Amazon Kinesis source and sink
Overview
Amazon Kinesis Streams (similar to kafka) provides infrastructure to collect and process large streams of data in realtime. It works on the concept of shards, each stream can have a default value of 25 shards (specific to region). the streams are capable of rapid and continuos data ingestion and aggregation. The response time of data processing is realtime.
Motivation
By adding the capability of sending and receiving data from kinesis streams users will be able to integrate CDAP with their already running applications based on AWS infrastructure. We will be creating hydrator source and sink for Kinesis which will allow user to integrate them with our hydrator pipelines. users will be able to use their existing Kinesis stream events as a source and can send the data processed in pipeline to Kinesis stream providing more options for data processing. Users having heavy dependency on the AWS infrastructure can have a single point of data exchange between CDAP and AWS and could create access points within kinesis for their various aws applications.

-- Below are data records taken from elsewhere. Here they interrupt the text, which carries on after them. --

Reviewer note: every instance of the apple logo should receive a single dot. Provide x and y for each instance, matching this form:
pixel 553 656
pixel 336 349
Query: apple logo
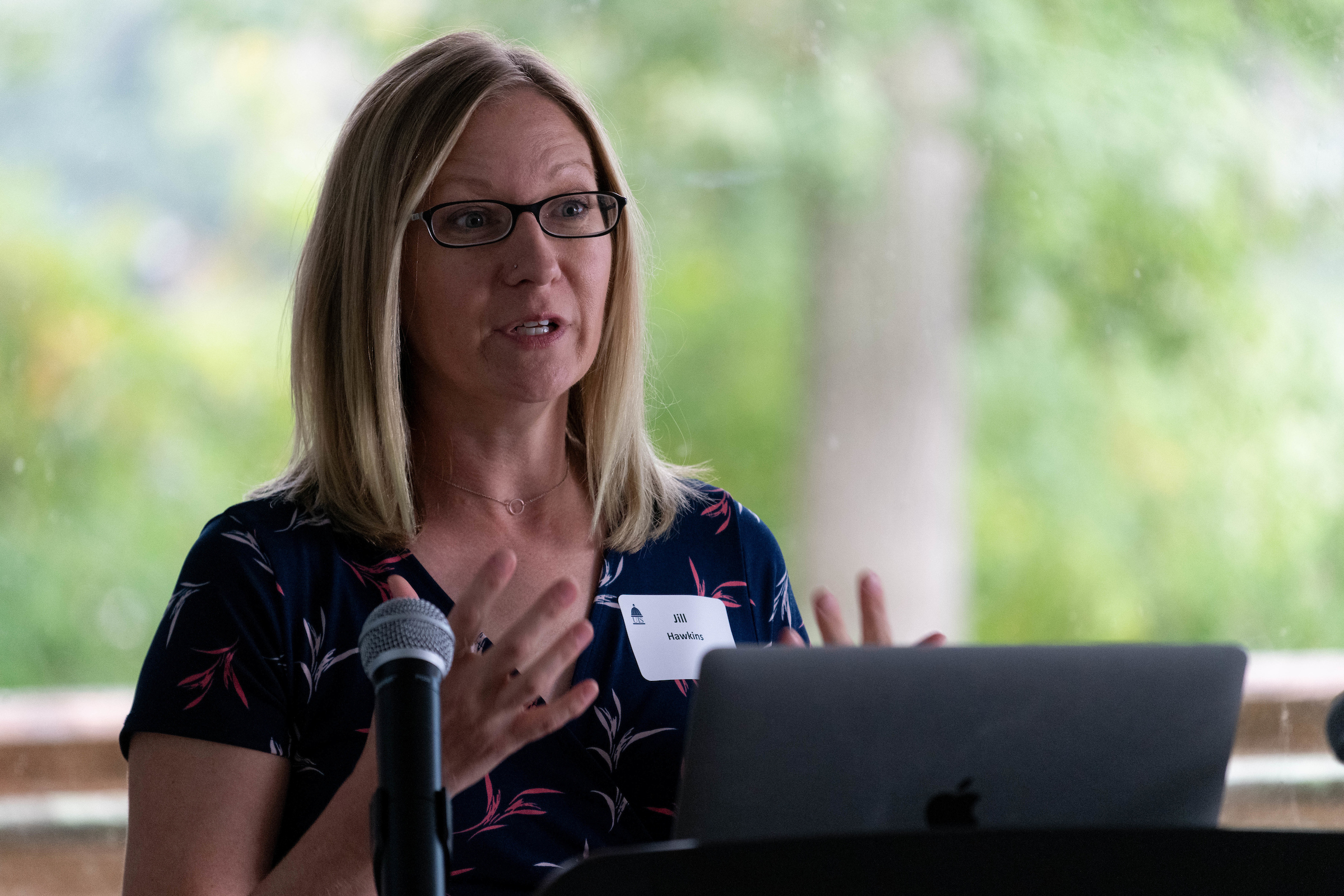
pixel 956 809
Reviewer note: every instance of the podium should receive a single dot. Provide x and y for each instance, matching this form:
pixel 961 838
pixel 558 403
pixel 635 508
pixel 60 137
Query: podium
pixel 1120 863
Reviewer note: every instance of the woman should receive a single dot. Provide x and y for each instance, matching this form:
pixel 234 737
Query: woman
pixel 468 385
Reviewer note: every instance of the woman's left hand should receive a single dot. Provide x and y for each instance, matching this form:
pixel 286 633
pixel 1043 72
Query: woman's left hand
pixel 872 613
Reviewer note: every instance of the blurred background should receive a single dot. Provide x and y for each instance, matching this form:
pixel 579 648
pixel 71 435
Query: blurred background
pixel 1033 307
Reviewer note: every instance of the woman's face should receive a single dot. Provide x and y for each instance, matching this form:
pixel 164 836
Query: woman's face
pixel 467 311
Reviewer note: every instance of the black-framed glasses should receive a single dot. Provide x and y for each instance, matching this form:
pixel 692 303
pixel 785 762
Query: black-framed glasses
pixel 480 222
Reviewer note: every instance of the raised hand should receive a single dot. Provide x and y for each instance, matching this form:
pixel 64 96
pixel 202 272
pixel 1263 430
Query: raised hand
pixel 872 613
pixel 486 700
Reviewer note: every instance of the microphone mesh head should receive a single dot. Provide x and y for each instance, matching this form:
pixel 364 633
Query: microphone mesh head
pixel 401 625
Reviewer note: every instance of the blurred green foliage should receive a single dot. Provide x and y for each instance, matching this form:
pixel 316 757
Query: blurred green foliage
pixel 1156 395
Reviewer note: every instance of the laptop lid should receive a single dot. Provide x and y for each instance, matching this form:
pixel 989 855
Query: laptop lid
pixel 796 743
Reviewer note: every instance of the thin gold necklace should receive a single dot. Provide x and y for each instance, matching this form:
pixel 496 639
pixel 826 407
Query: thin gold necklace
pixel 515 506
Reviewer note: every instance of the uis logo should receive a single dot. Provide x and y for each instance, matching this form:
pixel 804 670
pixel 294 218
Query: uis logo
pixel 953 809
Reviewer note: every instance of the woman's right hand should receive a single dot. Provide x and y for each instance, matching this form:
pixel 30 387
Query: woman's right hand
pixel 487 699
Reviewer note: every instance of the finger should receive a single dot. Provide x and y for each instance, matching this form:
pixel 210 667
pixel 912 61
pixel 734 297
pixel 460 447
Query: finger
pixel 827 609
pixel 539 678
pixel 872 610
pixel 525 640
pixel 469 609
pixel 400 587
pixel 536 723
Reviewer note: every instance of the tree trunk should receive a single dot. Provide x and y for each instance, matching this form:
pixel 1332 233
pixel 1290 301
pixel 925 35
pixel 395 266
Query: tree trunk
pixel 888 436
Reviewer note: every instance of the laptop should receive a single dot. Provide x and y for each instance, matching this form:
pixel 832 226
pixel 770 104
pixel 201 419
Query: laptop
pixel 843 740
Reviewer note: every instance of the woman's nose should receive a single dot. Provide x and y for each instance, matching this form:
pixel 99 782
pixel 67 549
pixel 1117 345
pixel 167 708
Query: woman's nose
pixel 530 255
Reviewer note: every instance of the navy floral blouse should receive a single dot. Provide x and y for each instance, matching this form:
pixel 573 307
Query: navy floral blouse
pixel 259 649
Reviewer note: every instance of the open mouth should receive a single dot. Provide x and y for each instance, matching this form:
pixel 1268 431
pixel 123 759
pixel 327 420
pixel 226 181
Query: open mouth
pixel 536 328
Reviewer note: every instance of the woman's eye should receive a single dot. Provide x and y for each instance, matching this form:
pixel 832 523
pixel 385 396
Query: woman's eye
pixel 471 221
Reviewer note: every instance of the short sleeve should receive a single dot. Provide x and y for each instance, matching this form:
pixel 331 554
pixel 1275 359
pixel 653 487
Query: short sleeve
pixel 217 667
pixel 768 577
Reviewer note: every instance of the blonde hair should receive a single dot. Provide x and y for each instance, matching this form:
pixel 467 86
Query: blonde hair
pixel 351 454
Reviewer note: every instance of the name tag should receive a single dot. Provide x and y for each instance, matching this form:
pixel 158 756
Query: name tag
pixel 671 633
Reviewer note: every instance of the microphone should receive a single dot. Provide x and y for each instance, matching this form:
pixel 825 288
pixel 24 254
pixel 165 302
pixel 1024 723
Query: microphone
pixel 407 647
pixel 1335 727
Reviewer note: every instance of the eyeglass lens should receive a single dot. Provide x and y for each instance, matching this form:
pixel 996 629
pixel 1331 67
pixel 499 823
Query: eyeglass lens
pixel 483 222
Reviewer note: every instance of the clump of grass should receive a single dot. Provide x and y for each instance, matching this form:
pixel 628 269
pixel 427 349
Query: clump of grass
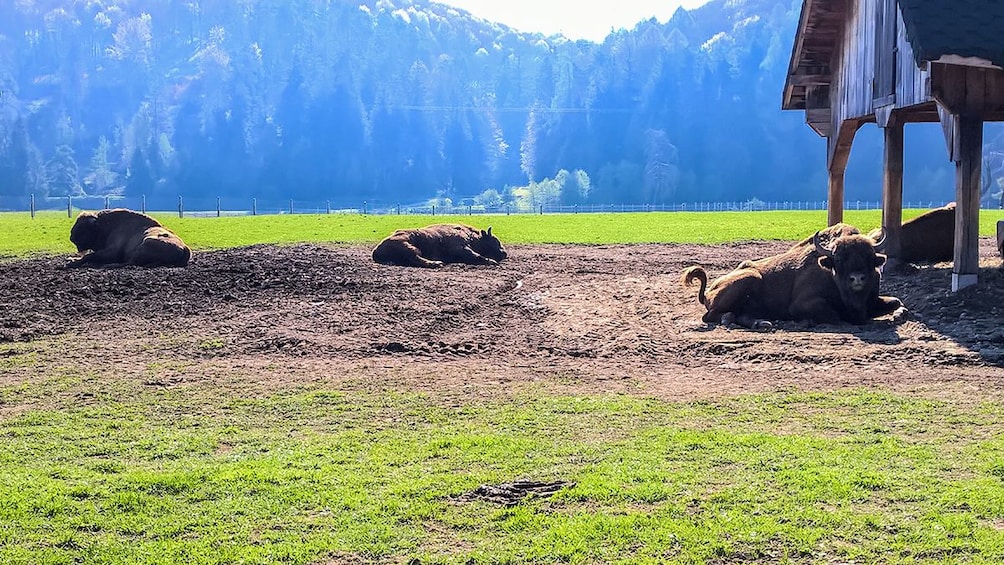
pixel 48 232
pixel 196 476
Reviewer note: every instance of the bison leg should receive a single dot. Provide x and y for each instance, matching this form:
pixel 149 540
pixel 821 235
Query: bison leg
pixel 465 254
pixel 101 257
pixel 735 296
pixel 882 305
pixel 404 254
pixel 814 308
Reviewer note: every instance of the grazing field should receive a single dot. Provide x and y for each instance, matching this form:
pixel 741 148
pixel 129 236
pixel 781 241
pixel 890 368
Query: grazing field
pixel 298 403
pixel 47 233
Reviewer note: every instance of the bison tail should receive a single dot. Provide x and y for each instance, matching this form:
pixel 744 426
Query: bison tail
pixel 692 274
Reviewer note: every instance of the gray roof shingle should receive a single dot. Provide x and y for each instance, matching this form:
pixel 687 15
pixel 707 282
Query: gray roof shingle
pixel 968 28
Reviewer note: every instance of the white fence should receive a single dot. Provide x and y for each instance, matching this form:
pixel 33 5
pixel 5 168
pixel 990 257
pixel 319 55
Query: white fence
pixel 219 207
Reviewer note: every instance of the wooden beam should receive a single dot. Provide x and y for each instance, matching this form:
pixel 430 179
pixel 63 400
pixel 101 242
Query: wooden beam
pixel 837 153
pixel 892 189
pixel 809 79
pixel 968 170
pixel 947 119
pixel 834 197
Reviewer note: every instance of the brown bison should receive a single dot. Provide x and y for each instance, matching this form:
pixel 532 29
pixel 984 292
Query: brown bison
pixel 435 245
pixel 120 236
pixel 928 238
pixel 831 283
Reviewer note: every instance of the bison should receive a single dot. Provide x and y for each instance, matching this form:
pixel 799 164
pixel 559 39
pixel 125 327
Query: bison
pixel 928 238
pixel 121 236
pixel 435 245
pixel 831 283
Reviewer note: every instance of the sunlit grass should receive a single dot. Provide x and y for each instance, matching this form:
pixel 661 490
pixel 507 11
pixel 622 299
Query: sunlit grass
pixel 197 476
pixel 48 233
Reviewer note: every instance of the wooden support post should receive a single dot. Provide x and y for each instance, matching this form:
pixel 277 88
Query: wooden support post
pixel 834 206
pixel 892 189
pixel 968 169
pixel 1000 237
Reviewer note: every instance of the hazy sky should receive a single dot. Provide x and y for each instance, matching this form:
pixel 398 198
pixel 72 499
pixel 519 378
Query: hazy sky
pixel 575 19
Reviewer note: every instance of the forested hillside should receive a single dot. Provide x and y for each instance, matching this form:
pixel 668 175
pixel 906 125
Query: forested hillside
pixel 407 100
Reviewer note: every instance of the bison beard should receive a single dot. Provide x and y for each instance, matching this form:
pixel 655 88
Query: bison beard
pixel 122 236
pixel 832 283
pixel 435 245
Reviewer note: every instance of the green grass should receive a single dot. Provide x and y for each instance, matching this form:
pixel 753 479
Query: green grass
pixel 313 474
pixel 48 233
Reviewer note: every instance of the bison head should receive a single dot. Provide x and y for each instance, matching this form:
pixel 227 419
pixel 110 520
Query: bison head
pixel 853 261
pixel 489 246
pixel 85 233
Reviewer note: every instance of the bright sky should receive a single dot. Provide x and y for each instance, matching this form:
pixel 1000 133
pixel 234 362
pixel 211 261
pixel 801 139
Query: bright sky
pixel 575 19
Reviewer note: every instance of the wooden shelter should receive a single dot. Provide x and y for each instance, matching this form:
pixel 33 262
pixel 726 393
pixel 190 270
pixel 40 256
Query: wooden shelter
pixel 898 61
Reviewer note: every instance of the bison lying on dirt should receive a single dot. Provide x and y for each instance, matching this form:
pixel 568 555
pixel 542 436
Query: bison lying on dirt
pixel 831 283
pixel 122 236
pixel 435 245
pixel 928 238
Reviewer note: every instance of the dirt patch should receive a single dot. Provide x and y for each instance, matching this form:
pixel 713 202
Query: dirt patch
pixel 575 318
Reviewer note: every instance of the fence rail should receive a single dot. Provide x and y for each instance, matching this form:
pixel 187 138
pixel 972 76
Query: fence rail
pixel 220 207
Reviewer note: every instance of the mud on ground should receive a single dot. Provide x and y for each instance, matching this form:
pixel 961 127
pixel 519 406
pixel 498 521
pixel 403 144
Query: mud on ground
pixel 579 319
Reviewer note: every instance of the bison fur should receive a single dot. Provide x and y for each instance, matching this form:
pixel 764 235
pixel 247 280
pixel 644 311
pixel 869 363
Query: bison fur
pixel 436 245
pixel 126 237
pixel 830 277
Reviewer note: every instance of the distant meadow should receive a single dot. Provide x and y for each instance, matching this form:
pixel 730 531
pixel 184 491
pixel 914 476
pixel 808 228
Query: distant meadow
pixel 48 232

Integrating kinesis will also help hydrator to store and process various formats that it doesn`t currently support, such as processing of images as blob objects.
Requirements
Kinesis provides stream producer library KPL and stream consumer library KCL, We would explore both the options with and without the native library in order to make the plugin lightweight. Users will be able to input their aws application credentials and will be able to add kinesis streams to hydrator.
The data is ingested in Kinesis in the form of blobs. the plugin should be able to accept various formats, convert them into blob and push it to kinesis. Similarly the data received from kinesis will be in key value format, value being as a blob, the source plugin should be able to convert it back to string format
Inputs
Input | Required | Default |
---|---|---|
access Key ID | Yes | |
Secret Access Key | Yes | |
Stream name: | Yes | |
stream start point | SHARD.LATEST | |
Key: data key | Yes | key |
Value: data to be stored | Yes | |
Shard name: | Defaults to next available shard |
Limitations:
By default a shard can only ingest data at the rate of 1 mb / sec and a stream instance can have max 25 shards
We will need 1 plugin instance per shard